First, you should understand that becoming an entrepreneur isn’t easy. In fact, 90% of startups fail, even when they’re run by people with industry experience and great ideas. If you’re struggling to start paying back student loans, you might be putting your financial health at risk.
On the other hand, the tech industry has seen a flood of layoffs recently, and a recession is likely to curb the huge demand there is for labor. Striking out on your own just might be the best way to earn some money right away and even give you some experience you can be proud to put on your resume.
Here’s how you can get your startup going straight out of school on a minimal budget.
1. Test Your Startup Ideas
You can’t build a business without a successful idea. The process all starts with finding an idea that’s likely to be profitable. A great place to start is the frustrations people experience every day. Frustration was the inspiration behind huge successes like Uber and Venmo when founders thought of a great way to make an ordinary task like hailing a cab or paying back a friend easier.
Once you’ve brainstormed an idea, talk to friends, family, and industry people about what they think.

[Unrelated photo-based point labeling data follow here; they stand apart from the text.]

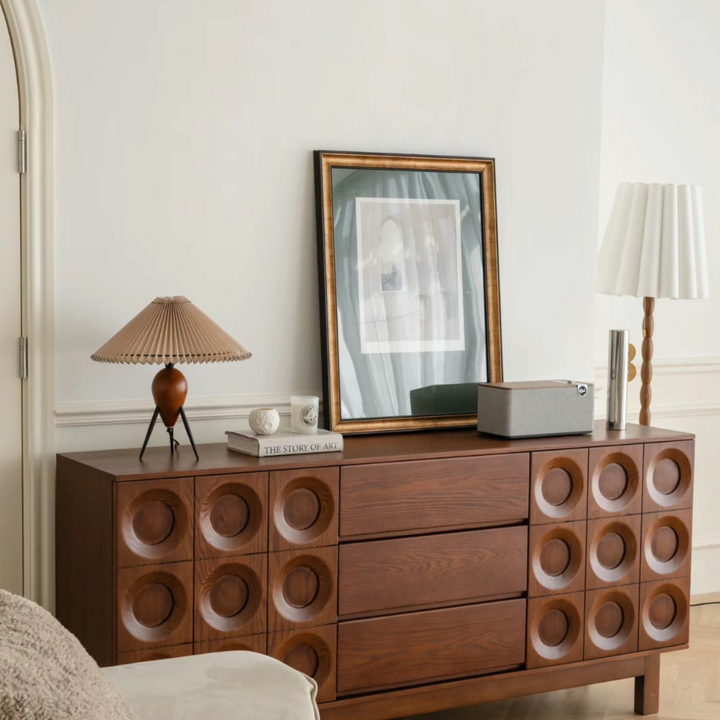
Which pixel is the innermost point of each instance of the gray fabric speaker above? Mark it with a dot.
(535, 409)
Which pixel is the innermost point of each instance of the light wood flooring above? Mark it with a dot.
(689, 687)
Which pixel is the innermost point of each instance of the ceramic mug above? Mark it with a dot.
(264, 421)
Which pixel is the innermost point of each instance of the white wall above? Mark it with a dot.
(184, 133)
(661, 123)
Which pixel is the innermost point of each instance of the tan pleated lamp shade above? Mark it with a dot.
(171, 330)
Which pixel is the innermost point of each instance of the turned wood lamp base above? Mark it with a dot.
(169, 392)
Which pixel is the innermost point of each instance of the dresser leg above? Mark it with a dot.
(647, 687)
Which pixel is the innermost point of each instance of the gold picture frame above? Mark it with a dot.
(325, 163)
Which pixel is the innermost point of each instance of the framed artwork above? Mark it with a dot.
(409, 289)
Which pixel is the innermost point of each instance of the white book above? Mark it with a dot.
(284, 442)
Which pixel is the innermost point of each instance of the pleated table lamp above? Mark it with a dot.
(654, 247)
(170, 331)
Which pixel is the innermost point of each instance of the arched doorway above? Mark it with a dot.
(34, 87)
(11, 515)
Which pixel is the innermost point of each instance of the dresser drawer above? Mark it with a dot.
(386, 575)
(428, 646)
(433, 494)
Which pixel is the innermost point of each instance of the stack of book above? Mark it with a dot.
(284, 442)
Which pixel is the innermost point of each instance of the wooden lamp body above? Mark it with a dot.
(169, 392)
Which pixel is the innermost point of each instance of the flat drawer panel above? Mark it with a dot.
(427, 646)
(409, 496)
(384, 575)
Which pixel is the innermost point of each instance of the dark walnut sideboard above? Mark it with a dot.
(408, 574)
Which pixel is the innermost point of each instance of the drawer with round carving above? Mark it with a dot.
(249, 643)
(557, 558)
(304, 508)
(664, 613)
(231, 515)
(154, 522)
(302, 588)
(666, 545)
(668, 476)
(154, 606)
(614, 481)
(555, 630)
(558, 486)
(611, 621)
(230, 597)
(613, 554)
(311, 652)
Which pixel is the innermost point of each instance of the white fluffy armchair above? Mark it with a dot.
(46, 674)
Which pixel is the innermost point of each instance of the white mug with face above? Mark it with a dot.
(304, 411)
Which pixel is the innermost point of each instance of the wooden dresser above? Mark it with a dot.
(408, 574)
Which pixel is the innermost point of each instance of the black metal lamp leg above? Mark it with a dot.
(150, 429)
(187, 430)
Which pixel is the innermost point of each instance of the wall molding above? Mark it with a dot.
(129, 412)
(233, 407)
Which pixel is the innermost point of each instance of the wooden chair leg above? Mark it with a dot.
(647, 687)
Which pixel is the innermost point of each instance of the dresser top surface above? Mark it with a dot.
(215, 458)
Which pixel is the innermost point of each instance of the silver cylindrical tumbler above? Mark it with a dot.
(617, 379)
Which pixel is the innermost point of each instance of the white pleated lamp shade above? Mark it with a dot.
(171, 330)
(654, 244)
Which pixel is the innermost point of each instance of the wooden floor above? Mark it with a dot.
(689, 690)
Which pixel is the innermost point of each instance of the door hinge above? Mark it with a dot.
(22, 152)
(23, 358)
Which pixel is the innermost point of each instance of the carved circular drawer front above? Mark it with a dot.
(611, 621)
(231, 515)
(613, 551)
(311, 652)
(557, 558)
(615, 481)
(304, 508)
(666, 545)
(155, 606)
(559, 489)
(303, 588)
(668, 476)
(154, 521)
(664, 613)
(555, 630)
(230, 597)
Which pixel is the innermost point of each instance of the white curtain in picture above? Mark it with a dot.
(387, 333)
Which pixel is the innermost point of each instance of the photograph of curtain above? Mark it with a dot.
(375, 385)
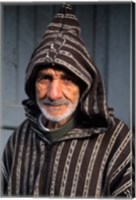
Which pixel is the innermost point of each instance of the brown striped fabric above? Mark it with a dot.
(80, 164)
(62, 45)
(94, 159)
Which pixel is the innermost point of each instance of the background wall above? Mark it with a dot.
(106, 33)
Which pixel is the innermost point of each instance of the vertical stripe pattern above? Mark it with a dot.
(81, 165)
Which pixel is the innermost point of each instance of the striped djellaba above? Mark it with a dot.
(81, 164)
(93, 158)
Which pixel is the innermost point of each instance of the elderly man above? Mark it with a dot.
(70, 145)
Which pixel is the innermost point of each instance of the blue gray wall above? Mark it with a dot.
(106, 33)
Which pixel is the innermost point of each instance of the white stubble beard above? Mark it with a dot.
(70, 110)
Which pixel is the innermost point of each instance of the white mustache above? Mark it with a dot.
(58, 102)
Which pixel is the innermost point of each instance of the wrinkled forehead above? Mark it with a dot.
(54, 71)
(58, 71)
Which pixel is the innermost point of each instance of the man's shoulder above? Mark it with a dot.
(21, 129)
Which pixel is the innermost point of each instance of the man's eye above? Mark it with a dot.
(44, 77)
(66, 78)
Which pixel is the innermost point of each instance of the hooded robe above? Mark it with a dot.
(90, 156)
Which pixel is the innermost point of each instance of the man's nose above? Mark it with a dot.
(54, 90)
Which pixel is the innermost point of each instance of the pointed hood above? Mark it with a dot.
(61, 45)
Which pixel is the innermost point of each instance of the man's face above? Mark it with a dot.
(56, 94)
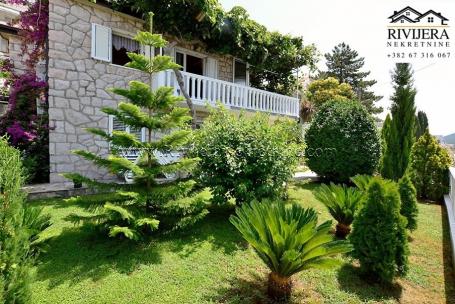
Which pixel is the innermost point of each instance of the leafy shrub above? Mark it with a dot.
(362, 181)
(287, 239)
(408, 196)
(379, 233)
(15, 261)
(342, 203)
(342, 141)
(244, 157)
(429, 168)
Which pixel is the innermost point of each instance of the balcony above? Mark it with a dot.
(203, 90)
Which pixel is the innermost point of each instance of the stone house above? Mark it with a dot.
(87, 50)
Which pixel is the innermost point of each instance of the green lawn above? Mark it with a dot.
(212, 264)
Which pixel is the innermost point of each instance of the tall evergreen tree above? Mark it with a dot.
(421, 124)
(345, 64)
(140, 207)
(384, 134)
(401, 135)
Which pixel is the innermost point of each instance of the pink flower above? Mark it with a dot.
(18, 134)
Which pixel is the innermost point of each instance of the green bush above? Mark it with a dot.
(342, 203)
(342, 141)
(288, 240)
(244, 157)
(15, 261)
(379, 233)
(408, 195)
(429, 167)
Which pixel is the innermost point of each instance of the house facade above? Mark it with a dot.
(87, 50)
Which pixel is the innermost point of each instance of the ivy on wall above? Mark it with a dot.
(273, 57)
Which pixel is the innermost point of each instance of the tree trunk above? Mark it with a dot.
(342, 230)
(279, 288)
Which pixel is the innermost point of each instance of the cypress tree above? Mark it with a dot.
(401, 135)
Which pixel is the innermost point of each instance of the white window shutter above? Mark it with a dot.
(3, 45)
(115, 124)
(211, 67)
(101, 42)
(146, 50)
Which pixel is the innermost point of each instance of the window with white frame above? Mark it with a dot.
(190, 63)
(112, 46)
(241, 72)
(4, 45)
(121, 46)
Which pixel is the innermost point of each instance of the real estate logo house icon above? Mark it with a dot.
(408, 15)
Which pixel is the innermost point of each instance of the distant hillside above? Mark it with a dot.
(450, 139)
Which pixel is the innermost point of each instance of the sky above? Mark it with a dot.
(363, 25)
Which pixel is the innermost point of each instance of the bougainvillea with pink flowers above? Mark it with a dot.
(26, 119)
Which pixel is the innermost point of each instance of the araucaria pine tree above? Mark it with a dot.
(145, 204)
(401, 135)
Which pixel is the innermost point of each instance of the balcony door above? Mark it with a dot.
(191, 64)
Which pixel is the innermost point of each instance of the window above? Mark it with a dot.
(4, 45)
(190, 63)
(240, 72)
(121, 46)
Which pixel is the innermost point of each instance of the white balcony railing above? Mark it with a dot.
(204, 90)
(452, 184)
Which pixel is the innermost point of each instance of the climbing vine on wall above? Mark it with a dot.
(26, 119)
(273, 57)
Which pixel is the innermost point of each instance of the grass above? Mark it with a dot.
(212, 264)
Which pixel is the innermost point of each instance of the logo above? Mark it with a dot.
(412, 34)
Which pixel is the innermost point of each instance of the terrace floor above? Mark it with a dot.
(212, 264)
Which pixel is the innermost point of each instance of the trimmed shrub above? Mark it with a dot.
(379, 233)
(245, 158)
(342, 203)
(342, 141)
(15, 261)
(408, 195)
(429, 167)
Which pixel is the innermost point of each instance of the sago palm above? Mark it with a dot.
(342, 203)
(288, 240)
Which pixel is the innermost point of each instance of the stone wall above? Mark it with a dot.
(78, 83)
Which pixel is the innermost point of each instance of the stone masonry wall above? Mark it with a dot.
(78, 83)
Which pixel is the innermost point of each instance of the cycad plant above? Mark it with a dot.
(342, 202)
(141, 206)
(288, 240)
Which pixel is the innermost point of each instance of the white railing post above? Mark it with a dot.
(203, 89)
(452, 184)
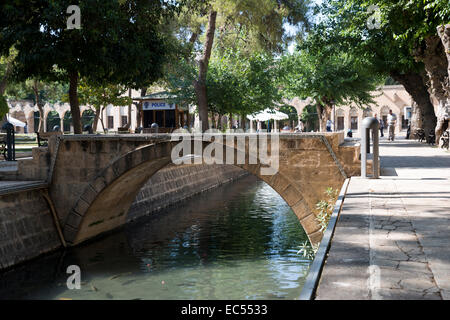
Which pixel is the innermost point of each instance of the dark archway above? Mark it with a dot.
(106, 200)
(53, 120)
(87, 118)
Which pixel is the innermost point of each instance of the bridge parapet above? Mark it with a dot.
(94, 178)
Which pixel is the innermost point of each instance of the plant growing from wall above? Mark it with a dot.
(307, 250)
(325, 208)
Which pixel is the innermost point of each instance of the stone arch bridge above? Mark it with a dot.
(93, 179)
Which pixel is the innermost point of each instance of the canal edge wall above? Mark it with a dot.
(315, 270)
(27, 229)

It also helps to do some digging. Is anyone else working on a project like this?
Even if you’re not in tech, the same principles apply. What about your business can deliver a product or service that’s better, cheaper, or faster than what already exists out there?
2. Equipment on a Budget
When you’re starting a business after recently graduating, it’s unlikely you have much in the way of savings. Even so, you still need equipment that enables you to do work on your product, complete projects, or deliver a great service to your clients.
On the electronics end, look for computers and laptops for sale. Online marketplaces are a great place to find deals on electronics that you wouldn’t find anywhere else, and they can help you find equipment that fits your precise specifications without having to pay top dollar.

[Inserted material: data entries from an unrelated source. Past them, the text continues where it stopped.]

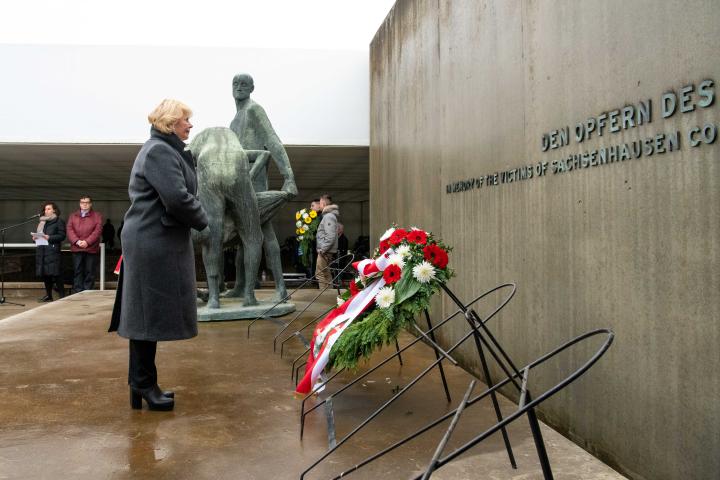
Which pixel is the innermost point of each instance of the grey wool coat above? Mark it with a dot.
(156, 290)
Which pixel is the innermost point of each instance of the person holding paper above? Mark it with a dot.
(48, 236)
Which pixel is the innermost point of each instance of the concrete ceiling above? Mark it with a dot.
(62, 171)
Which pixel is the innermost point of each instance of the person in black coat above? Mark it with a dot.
(156, 293)
(47, 257)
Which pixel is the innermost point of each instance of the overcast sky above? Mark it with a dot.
(313, 24)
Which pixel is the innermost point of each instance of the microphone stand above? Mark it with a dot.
(2, 260)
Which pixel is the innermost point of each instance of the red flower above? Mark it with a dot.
(435, 255)
(392, 274)
(417, 236)
(397, 236)
(384, 245)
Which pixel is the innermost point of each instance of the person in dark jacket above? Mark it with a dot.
(84, 230)
(47, 257)
(326, 238)
(156, 293)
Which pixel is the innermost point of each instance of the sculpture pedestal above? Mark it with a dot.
(233, 309)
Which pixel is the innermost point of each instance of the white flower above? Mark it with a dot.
(396, 259)
(387, 234)
(423, 272)
(403, 250)
(385, 297)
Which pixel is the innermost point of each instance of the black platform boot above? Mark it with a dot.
(167, 393)
(153, 396)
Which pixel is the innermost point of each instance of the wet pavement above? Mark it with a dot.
(64, 408)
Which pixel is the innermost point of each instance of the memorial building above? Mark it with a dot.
(566, 151)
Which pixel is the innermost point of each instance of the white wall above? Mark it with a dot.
(102, 94)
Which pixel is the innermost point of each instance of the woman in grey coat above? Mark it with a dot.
(156, 294)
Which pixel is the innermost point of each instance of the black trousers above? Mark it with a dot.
(85, 265)
(49, 280)
(142, 372)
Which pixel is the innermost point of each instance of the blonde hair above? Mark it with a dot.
(166, 115)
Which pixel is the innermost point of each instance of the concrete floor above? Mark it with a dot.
(64, 408)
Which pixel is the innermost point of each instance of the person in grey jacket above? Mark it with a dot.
(326, 239)
(155, 300)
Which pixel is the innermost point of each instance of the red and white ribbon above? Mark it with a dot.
(334, 324)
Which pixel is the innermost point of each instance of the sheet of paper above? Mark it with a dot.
(39, 239)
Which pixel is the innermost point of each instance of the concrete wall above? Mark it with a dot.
(465, 89)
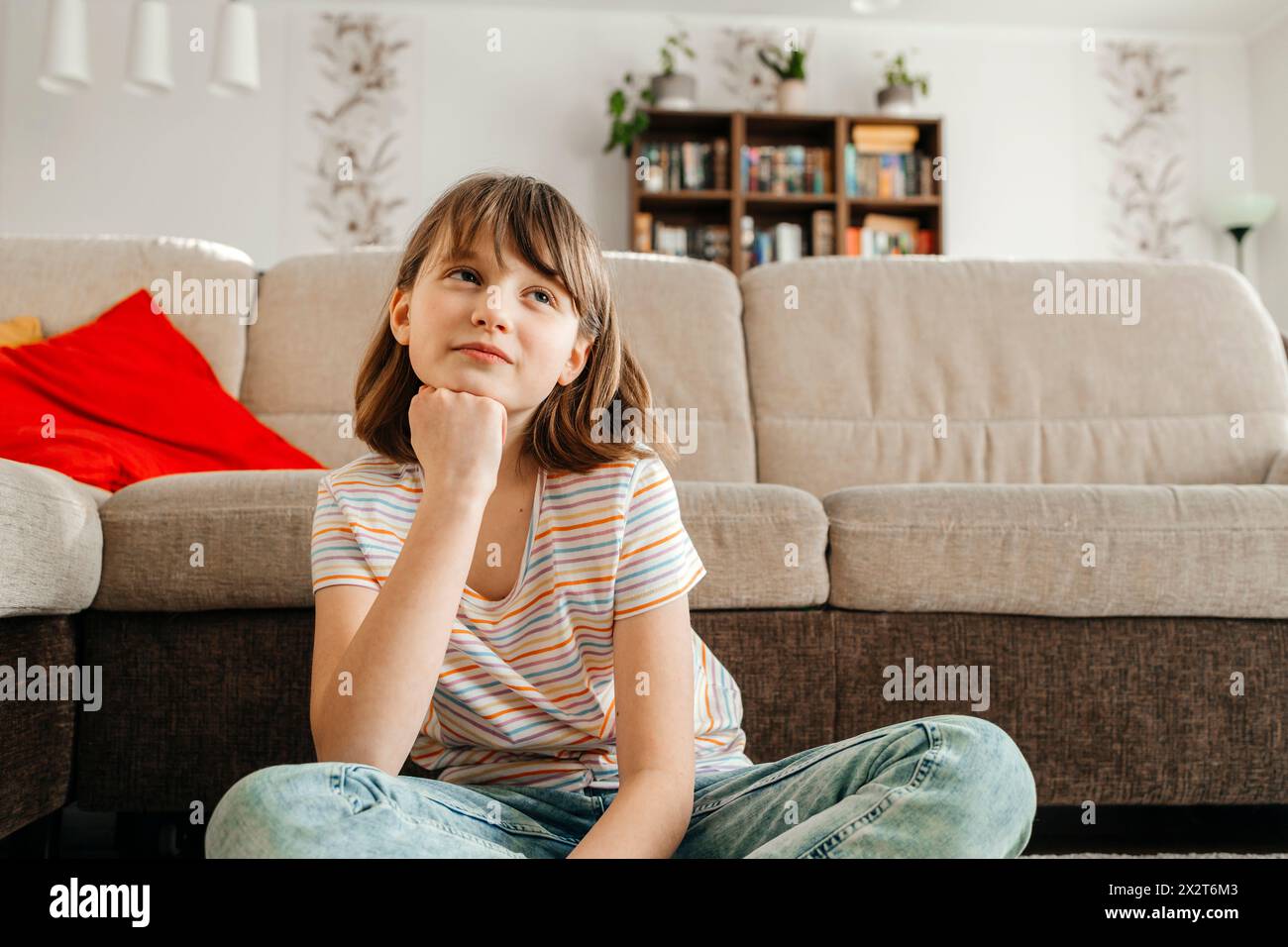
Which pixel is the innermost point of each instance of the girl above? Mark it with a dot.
(502, 598)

3. Move Fast to Develop a Minimal Viable Product
There’s a big difference between the projects you’ve had to complete for class, and the minimal viable product entrepreneurs should be putting together. In class, you’re incentivized to put out a finished, pristine product.
That’s not the way the rough-and-tumble world of entrepreneurship works. The minimum viable product is meant to be your way to get community feedback, whether you’re looking for help from friends, former professors, or industry experts. It should be a workable first version because you’re going to have to make plenty of changes either way.
When you want to strike out on your own, start on the cheap with equipment on sale, identify where you can make a difference, and move quickly to get a minimal viable product ready for feedback.